Reputation: 122
Currently I have the charge of improving some poor development practices. I inherited a production server with 300+ websites running on it all with semi-similar code bases. None of which are perfectly identical. There has been no source code management in place for all of the sites. The development team has been working with old practices of copying a directory and saving a back up instead of working and being able to roll back changes. This also makes it hard to track down who has done what on the sites code base, especially for "quick fixes". The logical conclusion for me is we need to to employ SCM. Git is my choice for this since it is easy to use and get up and running with. It also has a ton of documentation on how to use it and resolve issues that could arise. Only problem is the documentation revolves around single site usage, and not in high capacity production environments.
I am having trouble finding any documentation on how to employ git on a production environment with this many sites. My previous experience with git has been in environments with less than 10 projects on git and each was its own repo, with these 10 projects some had thousands of sites all derived from single code base. My first thought was make every site its own repo so it could be branched and developed on individually with out effecting any other site. I have talked with a few people about the topic and they have said make all 300 sites a single massive repo, then just push and pull that entire repo up and down, this would be nearly 300GB of data being moved around. I realize Git does a incremental push and pull so it would not be 300GB worth of data being pushed and pulled each time; however, this could be thousands of files that would need to be search through for a single git status. This seems like a little overkill and has potential for a lot to go wrong especially with 5-10 of us working on multiple sites under the same massive repo.
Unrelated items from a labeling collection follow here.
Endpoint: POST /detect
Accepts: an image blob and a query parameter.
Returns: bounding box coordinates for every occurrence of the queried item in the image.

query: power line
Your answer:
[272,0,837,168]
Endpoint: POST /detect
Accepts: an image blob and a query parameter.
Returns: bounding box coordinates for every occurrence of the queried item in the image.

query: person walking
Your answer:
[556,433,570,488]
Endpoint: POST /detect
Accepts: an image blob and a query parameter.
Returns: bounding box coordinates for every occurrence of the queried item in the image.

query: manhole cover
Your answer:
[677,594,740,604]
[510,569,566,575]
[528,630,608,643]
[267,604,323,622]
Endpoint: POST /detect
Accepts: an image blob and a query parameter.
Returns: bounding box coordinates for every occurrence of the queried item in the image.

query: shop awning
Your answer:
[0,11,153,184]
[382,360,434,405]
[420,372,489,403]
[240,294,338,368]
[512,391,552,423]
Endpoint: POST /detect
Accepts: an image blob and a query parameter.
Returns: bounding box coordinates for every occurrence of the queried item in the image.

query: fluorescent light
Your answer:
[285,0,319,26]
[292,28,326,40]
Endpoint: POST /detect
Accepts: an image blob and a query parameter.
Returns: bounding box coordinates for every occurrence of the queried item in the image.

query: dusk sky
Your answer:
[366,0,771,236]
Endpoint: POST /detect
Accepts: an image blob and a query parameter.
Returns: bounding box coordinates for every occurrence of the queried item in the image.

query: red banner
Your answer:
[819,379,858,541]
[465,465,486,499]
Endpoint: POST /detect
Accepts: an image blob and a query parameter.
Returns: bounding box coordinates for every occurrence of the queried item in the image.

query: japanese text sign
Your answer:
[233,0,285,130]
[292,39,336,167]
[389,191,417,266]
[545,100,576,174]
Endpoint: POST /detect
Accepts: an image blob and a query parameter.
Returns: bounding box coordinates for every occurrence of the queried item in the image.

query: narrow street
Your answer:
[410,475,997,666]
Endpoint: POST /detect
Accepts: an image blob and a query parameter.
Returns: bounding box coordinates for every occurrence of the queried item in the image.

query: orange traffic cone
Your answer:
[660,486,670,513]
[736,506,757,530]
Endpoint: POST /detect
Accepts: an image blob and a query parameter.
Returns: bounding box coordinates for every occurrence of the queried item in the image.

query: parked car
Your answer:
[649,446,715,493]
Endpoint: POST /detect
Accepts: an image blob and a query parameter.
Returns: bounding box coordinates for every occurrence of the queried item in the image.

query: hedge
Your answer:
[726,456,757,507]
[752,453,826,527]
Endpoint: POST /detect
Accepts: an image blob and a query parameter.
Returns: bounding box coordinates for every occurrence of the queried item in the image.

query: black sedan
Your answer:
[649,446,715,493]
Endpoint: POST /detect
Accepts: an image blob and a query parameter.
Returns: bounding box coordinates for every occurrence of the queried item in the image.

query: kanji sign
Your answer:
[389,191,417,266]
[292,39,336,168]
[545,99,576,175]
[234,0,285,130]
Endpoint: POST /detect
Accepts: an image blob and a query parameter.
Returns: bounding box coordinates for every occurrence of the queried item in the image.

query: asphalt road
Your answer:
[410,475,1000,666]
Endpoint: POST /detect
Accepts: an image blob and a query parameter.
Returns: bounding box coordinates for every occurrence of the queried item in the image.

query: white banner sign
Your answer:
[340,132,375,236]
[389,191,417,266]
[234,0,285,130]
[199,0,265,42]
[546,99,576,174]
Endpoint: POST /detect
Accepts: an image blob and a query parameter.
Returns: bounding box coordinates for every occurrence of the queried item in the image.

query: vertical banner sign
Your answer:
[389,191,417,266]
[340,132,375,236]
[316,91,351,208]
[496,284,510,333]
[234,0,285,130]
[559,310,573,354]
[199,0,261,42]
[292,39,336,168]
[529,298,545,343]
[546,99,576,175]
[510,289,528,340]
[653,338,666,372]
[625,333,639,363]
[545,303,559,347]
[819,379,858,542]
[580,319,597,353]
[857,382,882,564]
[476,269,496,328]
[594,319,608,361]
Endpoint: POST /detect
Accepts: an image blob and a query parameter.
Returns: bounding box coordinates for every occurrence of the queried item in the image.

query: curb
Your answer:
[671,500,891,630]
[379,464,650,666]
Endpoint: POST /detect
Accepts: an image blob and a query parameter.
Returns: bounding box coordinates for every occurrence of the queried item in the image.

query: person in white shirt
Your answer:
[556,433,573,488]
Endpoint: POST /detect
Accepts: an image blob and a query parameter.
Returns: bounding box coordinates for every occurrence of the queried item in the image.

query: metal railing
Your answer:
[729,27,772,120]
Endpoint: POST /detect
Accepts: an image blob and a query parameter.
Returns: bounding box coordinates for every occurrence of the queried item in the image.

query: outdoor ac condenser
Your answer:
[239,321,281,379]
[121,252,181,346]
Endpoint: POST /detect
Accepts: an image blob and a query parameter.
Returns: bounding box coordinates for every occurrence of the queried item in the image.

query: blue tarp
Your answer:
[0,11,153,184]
Which would be the best route in this case, 1 single massive repo, or hundreds of smaller repos? Or is there another option I am missing?
Upvotes: 2
Views: 103
Reputation: 70913
I think putting all sites into one repository is not the best option for various reasons:
In fact, you are probably approaching a huge refactoring task for all the sites because they seem to use nearly the same code, but I wonder if this is really the case, and if it will help you anyway.
In fact you probably will detect that for example you are using ten or twenty slightly different versions of a database layer or a logger. Any every difference cannot be removed because it is essential for the site that is using it, and it is incompatible with any other site because the method used uses a slightly different signature than anything else. It won't help you to be able to create the single true version of the source code that can be shared by all sites, because it would be a huge amount of work to make that code usable everywhere.
Do one step after the other. First establish version control. One repo per site allows you to gradually create all the repositories that are needed.
After that, you are able to create even more repositories to create a set of libraries that contain the code that really can be shared, or you replace the parts that diverted too much with something entirely different from external sources. Whatever it is that allows you to continue to maintain these sites.
Upvotes: 3
Reputation: 440
I would strongly advise you to use single repo, one for each site/web app. Or at the very least break up the 300+ into smaller cluster of closely related sites into a single repo of maybe 10 or so sites. Or perhaps divide by developer teams... but don't have one massive repo!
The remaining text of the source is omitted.